⚠️This fact has been debunked
The 12.6 miles figure is a commonly cited myth, possibly derived from Dvorak's exaggerated estimates about QWERTY keyboards (12-20 miles). Modern analysis shows that even heavy typists' fingers travel approximately 1-1.5 miles per day. To actually reach 12 miles, you'd need to type all of 'A Tale of Two Cities' in a single workday. Sources: https://patorjk.com/blog/2009/07/12/typing-distance/ and https://digitalbunker.dev/how-far-do-your-fingers-travel-when-typing/
On an average work day, a typist's fingers travel 12.6 miles.
Do Typists' Fingers Really Travel 12.6 Miles a Day?
You've probably heard this one before: a typist's fingers travel 12.6 miles during an average workday. It's been shared on social media, quoted in trivia books, and even tweeted by Intel back in 2014. There's just one problem—it's wildly exaggerated.
The real number? About 1 to 1.5 miles per day for most typists. That's still impressive when you think about it, but it's nowhere near the marathon-level distances that get thrown around.
Where Did 12.6 Miles Come From?
The origins of this myth likely trace back to August Dvorak, inventor of the Dvorak keyboard layout. In his campaign to prove QWERTY was inefficient, Dvorak claimed that fingers traveled between 12 and 20 miles per day on a QWERTY keyboard. His solution? The Dvorak layout, which he said reduced that distance dramatically.
Here's the thing: Dvorak's numbers were theoretical maximums based on extreme typing scenarios, not typical office work. But the statistic was catchy, so it stuck around—morphing into the oddly specific "12.6 miles" figure that gets repeated today.
What Does the Math Actually Say?
Modern researchers have crunched the numbers, and they tell a very different story. To actually travel 12 miles in a day, you'd need to type something like the entire novel A Tale of Two Cities—roughly 135,000 words—in eight hours. That's 281 words per minute, non-stop, with no breaks.
For context, professional typists average 65-75 words per minute. Even court reporters, who are among the fastest in the world, typically hit 180-200 WPM using specialized equipment. The 12-mile claim just doesn't hold up against real-world typing patterns.
So How Far Do Fingers Really Travel?
Studies analyzing actual typing behavior show that fingers travel between 1 and 1.5 miles during a typical workday for average to above-average typists. This accounts for:
- Horizontal movement across the keyboard to reach different keys
- The specific layout of the keyboard (QWERTY vs. Dvorak vs. Colemak)
- Realistic typing speeds and break patterns
- The types of documents people actually write
Keyboard layout does make a difference, though. When typing the 1,000 most common English words, fingers travel about 160 meters on QWERTY, 95 meters on Dvorak, and 80 meters on Colemak. Dvorak wasn't wrong that alternative layouts reduce finger travel—he was just wrong about the baseline distance.

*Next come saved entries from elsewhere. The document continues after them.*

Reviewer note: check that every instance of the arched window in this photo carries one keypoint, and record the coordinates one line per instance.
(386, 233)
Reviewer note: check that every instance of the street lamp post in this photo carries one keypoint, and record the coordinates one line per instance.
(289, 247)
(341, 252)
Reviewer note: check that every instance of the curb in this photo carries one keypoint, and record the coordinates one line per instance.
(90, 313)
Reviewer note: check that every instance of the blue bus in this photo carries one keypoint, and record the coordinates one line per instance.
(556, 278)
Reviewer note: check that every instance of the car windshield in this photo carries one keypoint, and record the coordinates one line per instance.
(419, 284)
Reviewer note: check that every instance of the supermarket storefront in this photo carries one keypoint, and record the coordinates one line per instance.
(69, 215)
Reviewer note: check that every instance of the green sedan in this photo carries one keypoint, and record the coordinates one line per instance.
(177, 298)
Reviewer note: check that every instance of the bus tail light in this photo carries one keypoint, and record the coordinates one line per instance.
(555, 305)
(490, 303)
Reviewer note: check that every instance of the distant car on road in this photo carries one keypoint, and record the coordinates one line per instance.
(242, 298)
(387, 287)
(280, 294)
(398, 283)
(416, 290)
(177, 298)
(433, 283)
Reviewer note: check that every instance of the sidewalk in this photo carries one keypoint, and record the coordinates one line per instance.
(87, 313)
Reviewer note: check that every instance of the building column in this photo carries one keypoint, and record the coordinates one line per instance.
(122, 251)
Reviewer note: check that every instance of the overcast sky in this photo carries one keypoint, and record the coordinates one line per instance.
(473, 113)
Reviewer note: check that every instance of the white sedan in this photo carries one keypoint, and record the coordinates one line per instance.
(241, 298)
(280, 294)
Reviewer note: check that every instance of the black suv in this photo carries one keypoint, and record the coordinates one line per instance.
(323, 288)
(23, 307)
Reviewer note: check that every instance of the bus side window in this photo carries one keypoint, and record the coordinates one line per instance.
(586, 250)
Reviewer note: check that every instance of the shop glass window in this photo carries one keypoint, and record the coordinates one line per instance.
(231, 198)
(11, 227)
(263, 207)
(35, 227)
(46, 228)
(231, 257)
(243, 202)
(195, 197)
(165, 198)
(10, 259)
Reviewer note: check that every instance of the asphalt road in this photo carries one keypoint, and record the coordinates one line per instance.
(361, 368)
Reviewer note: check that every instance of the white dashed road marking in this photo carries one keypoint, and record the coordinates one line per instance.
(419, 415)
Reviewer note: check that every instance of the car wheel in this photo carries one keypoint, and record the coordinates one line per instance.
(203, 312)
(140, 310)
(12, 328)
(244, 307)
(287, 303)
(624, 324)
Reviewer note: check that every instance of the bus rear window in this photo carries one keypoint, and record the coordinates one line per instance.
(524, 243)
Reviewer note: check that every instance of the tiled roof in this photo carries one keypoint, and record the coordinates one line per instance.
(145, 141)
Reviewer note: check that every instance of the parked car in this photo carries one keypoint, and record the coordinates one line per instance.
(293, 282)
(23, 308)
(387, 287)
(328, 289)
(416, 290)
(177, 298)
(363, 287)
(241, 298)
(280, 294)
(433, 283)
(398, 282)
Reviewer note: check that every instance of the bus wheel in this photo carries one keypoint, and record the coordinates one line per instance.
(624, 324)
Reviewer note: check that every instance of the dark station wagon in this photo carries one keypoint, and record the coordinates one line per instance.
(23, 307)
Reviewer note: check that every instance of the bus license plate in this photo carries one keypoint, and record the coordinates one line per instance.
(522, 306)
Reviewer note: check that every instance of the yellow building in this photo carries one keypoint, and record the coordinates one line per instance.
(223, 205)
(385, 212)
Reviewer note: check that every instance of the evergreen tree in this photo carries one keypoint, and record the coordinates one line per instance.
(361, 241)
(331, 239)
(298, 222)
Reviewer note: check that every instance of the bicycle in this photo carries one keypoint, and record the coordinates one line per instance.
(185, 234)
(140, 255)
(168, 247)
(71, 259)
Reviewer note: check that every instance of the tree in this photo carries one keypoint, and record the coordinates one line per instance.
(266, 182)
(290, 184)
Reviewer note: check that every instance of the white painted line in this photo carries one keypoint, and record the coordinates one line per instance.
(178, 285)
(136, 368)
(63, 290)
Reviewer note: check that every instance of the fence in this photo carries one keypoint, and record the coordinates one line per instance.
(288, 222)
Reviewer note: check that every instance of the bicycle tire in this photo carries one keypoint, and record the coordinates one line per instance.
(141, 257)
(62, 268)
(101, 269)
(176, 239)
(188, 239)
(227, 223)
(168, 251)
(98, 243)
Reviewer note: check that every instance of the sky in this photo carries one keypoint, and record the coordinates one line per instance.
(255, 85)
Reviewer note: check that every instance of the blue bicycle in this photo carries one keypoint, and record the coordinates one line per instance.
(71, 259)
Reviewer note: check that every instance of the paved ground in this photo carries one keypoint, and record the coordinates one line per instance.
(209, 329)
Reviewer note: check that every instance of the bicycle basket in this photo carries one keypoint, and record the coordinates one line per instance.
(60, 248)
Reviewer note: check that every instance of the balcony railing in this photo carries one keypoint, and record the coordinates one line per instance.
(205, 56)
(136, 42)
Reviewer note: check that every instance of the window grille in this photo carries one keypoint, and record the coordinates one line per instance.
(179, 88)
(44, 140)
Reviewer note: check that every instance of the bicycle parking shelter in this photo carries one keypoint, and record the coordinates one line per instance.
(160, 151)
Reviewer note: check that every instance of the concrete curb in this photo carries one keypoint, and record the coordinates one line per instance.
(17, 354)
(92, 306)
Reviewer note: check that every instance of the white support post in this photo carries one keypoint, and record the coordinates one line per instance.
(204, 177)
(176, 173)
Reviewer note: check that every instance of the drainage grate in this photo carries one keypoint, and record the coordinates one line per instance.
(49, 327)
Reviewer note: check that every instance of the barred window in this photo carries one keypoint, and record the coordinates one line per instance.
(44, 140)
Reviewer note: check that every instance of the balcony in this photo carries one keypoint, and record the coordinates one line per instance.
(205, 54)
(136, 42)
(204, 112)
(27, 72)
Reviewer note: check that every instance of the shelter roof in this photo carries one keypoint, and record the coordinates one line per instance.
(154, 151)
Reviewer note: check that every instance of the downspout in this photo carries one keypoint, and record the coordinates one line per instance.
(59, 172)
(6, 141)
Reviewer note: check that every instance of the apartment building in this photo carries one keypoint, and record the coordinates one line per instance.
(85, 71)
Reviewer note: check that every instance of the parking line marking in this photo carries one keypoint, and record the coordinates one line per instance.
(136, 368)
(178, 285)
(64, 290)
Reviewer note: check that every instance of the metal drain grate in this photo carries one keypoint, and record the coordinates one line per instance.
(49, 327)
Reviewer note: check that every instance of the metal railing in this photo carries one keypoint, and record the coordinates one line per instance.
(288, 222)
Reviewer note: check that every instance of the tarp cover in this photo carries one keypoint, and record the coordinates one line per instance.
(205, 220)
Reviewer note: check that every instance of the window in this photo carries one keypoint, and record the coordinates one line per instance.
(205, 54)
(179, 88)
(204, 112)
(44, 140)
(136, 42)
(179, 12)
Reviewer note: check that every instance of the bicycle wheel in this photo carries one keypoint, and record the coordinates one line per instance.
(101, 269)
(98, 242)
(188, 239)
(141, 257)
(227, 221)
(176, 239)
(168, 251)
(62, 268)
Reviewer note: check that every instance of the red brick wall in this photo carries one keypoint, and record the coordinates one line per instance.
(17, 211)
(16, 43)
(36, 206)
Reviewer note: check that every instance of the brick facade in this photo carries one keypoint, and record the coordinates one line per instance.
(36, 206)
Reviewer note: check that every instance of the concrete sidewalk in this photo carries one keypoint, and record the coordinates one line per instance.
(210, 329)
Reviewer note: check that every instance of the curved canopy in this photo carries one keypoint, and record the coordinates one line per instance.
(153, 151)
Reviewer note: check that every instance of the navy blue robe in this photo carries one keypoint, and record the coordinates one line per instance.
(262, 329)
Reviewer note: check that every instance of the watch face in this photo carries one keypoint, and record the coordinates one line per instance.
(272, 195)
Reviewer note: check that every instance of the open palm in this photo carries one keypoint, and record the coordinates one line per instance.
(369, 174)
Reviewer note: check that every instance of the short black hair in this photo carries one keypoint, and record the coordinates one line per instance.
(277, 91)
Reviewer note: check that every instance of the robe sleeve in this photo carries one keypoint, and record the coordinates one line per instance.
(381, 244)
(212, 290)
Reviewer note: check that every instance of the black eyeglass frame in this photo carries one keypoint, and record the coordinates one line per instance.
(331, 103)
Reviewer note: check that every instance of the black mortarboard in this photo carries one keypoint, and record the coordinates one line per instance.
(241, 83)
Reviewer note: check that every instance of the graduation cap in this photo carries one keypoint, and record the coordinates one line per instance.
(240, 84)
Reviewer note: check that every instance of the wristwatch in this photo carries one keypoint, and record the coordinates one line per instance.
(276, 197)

Why Does This Myth Persist?
Big numbers are memorable. "12.6 miles" sounds more impressive than "1.5 miles," so it gets shared more often. It also taps into our sense that office work is exhausting—the idea that your fingers are running a half-marathon at your desk feels true, even if it isn't.
Plus, there's no agreed-upon authority fact-checking these claims. Once a statistic enters the trivia ecosystem, it can circulate for decades without scrutiny. This one made it all the way to a Fortune 500 company's Twitter account.
The truth is still fascinating: your fingers travel over a mile every single workday, dancing across keys thousands of times to turn thoughts into text. That's remarkable enough without the exaggeration.